A lighthouse was erected on the wharf at Saint-Jean in 1873 and placed in operation on May 1, 1874. The square, wooden tower stood twenty-three feet tall, cost $3,112, and displayed a white flash every thirty seconds from a revolving, catoptric lighting apparatus made up of two lamps set in twenty-one-inch reflectors. During its first year of operation, the tower was equipped with a lightning conductor and was raised four feet to protect it from ice floes. In the fall of 1875, storms caused significant damage to the wharf, jeopardizing the lighthouse and causing the Department of Marine to help repair the landing to protect the navigational aid.
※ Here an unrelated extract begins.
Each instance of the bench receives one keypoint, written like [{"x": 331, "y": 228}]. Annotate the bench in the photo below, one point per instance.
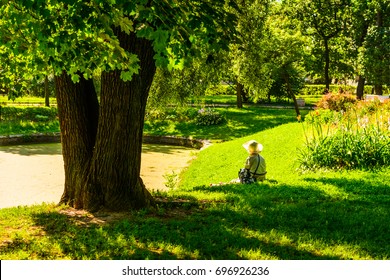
[{"x": 372, "y": 97}]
Twenty-one-year-old Charles Langlois was appointed keeper of the light in 1875 at an annual salary of $300, and he looked after the light until 1896. The lighthouse doubled as a dwelling for the keeper, and an oil house was built nearby on the wharf in 1876.
On January 11, 1877, William Barbour, Inspecting Engineer for the Department of Marine at Quebec, reported on a visit to Saint-Jean Lighthouse to his superior: “In conformity with your orders, I went down to St. John’s Light, took the revolving gear down, and sent it up to Mr. E Chanteloup, Montreal. This gear has never worked well, and will require to be thoroughly overhauled and put in good working order, so as to make one full revolution every minute, and a flash every thirty seconds.” On March 5, 1877, Barbour returned to Saint-Jean to install and regulate the revolving gear, which was found to now function in first-class order.
A skeletal tower replaced the light atop the freight shed in 1969.
Keepers: Joseph Langlois (1874), Charles Langlois (1875 – 1896), Louis Lachance (1896 – 1909), Théophile Pouliot (1909 – 1912), Alf. Laverdière (1912 – 1925).